Its response to the Covid-19 pandemic has also been remarkable, despite egregious initial slip-ups, at least if the official figures are to be taken at face value. Its economy has by some accounts roared back into life while much of the rest of the world is still struggling with a range of restrictions. China’s apparent strategy, as in many other countries, is to henceforth rely more on the domestic market.
However, the impressive ability to construct a hospital in Wuhan within a week or so also extends to the rapid erection of detention centres elsewhere.
If Xi Jinping does not particularly stand out among the international rogues’ gallery of dilettantes running the world, it’s largely because his attentions are focused locally. There are indications, but no conclusive evidence, that there is substantial opposition to him within the Communist Party. Which is hardly surprising, given that critics and dissidents face extended incarceration or worse, and it is never easy to tell whether those incarcerated or executed for graft or corruption are actually guilty.

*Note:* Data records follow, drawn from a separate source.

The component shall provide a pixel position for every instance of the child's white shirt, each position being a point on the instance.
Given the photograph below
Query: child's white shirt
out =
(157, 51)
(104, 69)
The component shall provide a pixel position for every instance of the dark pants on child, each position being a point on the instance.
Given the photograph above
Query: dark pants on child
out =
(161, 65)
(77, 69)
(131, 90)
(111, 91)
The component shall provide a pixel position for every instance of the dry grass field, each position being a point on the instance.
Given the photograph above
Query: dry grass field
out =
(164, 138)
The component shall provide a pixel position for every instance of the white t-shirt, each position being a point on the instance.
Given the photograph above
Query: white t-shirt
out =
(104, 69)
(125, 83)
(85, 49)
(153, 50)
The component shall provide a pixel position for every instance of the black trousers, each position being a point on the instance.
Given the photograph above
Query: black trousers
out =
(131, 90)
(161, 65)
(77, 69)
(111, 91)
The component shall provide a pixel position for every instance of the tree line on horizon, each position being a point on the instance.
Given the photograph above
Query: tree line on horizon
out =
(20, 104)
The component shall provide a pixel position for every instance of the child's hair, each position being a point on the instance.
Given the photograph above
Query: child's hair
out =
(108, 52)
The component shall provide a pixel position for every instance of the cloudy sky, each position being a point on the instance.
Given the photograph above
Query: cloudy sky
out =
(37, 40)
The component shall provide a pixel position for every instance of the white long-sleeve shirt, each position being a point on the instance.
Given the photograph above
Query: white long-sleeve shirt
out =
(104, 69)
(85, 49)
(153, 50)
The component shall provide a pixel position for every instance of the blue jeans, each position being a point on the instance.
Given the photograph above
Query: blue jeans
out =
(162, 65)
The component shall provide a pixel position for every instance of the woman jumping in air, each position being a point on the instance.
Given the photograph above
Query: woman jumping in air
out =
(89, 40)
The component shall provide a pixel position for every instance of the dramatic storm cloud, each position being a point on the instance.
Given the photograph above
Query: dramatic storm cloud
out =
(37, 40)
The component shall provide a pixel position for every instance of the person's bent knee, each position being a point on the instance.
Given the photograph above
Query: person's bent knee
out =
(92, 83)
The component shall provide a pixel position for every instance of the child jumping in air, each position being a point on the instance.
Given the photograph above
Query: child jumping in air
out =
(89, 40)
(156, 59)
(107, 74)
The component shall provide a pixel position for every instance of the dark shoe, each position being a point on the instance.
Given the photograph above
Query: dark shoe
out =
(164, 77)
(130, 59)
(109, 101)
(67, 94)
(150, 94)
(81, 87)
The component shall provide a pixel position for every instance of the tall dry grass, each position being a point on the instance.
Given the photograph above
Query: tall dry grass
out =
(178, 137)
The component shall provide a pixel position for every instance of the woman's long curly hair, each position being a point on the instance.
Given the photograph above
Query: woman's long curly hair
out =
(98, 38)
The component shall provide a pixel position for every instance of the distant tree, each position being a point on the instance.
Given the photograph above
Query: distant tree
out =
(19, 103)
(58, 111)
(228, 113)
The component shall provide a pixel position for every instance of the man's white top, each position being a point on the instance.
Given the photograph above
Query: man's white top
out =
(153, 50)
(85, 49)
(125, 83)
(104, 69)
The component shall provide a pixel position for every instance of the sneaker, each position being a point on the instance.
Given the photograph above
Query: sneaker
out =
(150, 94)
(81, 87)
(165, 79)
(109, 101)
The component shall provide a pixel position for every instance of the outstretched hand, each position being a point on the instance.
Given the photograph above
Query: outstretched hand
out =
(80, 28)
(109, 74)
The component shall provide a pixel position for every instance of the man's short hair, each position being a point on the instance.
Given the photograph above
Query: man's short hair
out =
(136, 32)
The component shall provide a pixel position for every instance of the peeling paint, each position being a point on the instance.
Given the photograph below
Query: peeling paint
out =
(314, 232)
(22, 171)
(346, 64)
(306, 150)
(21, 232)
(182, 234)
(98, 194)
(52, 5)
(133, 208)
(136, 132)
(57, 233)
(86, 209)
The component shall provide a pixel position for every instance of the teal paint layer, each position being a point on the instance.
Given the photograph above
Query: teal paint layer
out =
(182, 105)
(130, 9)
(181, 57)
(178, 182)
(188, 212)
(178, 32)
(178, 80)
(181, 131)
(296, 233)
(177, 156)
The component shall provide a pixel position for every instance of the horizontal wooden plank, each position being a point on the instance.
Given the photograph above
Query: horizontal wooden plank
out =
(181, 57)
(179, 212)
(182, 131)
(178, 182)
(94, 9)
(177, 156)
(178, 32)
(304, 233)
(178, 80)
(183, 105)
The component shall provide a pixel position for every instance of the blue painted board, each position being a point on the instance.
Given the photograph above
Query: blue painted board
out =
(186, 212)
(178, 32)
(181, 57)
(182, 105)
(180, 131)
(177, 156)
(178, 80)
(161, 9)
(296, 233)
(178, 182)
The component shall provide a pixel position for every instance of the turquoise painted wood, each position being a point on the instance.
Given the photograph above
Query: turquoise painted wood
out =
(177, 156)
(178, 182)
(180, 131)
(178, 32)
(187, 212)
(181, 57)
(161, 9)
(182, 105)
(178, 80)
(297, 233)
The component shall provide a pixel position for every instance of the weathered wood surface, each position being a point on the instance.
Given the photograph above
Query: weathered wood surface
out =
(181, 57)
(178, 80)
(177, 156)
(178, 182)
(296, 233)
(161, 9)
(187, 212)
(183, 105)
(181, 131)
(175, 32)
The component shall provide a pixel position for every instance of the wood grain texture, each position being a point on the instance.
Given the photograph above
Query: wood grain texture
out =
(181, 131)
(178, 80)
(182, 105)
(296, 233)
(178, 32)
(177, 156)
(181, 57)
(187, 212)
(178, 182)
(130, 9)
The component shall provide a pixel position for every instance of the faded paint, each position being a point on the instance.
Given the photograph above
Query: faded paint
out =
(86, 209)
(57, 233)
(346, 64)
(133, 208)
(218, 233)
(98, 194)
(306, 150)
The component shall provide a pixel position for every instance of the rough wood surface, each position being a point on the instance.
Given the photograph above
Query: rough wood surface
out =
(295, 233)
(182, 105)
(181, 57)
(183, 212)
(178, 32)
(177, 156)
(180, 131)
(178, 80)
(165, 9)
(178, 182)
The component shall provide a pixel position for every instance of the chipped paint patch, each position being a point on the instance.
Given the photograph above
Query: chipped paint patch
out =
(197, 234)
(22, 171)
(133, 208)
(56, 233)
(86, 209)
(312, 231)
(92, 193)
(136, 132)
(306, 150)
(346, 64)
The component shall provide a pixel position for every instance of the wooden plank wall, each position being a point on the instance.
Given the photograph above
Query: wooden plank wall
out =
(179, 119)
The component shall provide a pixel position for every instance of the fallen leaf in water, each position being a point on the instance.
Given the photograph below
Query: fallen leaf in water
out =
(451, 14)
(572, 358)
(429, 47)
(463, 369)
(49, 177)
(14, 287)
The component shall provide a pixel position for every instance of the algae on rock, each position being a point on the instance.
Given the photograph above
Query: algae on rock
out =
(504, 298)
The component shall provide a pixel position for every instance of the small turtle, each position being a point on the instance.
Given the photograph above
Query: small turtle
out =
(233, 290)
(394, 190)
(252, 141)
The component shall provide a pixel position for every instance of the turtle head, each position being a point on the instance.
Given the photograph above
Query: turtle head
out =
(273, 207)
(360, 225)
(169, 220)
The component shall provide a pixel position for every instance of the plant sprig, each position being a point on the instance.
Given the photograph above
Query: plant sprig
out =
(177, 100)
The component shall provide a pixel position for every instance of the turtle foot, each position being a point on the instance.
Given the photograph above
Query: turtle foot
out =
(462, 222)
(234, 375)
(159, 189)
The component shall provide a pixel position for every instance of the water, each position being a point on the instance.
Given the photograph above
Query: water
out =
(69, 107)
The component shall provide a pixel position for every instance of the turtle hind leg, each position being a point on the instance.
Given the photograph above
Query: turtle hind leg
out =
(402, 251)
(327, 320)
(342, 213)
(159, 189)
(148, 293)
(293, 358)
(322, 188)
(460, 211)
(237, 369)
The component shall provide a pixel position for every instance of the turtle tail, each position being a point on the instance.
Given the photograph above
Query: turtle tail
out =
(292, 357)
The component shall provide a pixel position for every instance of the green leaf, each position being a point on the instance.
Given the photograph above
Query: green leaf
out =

The cultural genocide unfolding in Xinjiang has lately begun to provoke some pushback, both economic and political, although there is cause to suspect it is more directly related to other aspects of Beijing’s belligerence on the economic and geopolitical fronts. Were Xi to kowtow to the usual capitalist deities, the outrages in Urumqi and Kashgar would probably soon be forgotten.
But China’s largely facetious claim to socialist ideals deserves a sceptical eye-roll, and the idea that “Xi Jinping Thought” is “21st-century Marxism” hardly bears scrutiny, yet it will be important to keep a close eye on China’s future trajectory, in respect of both its formidable achievements and its egregious — and often repellent — excesses.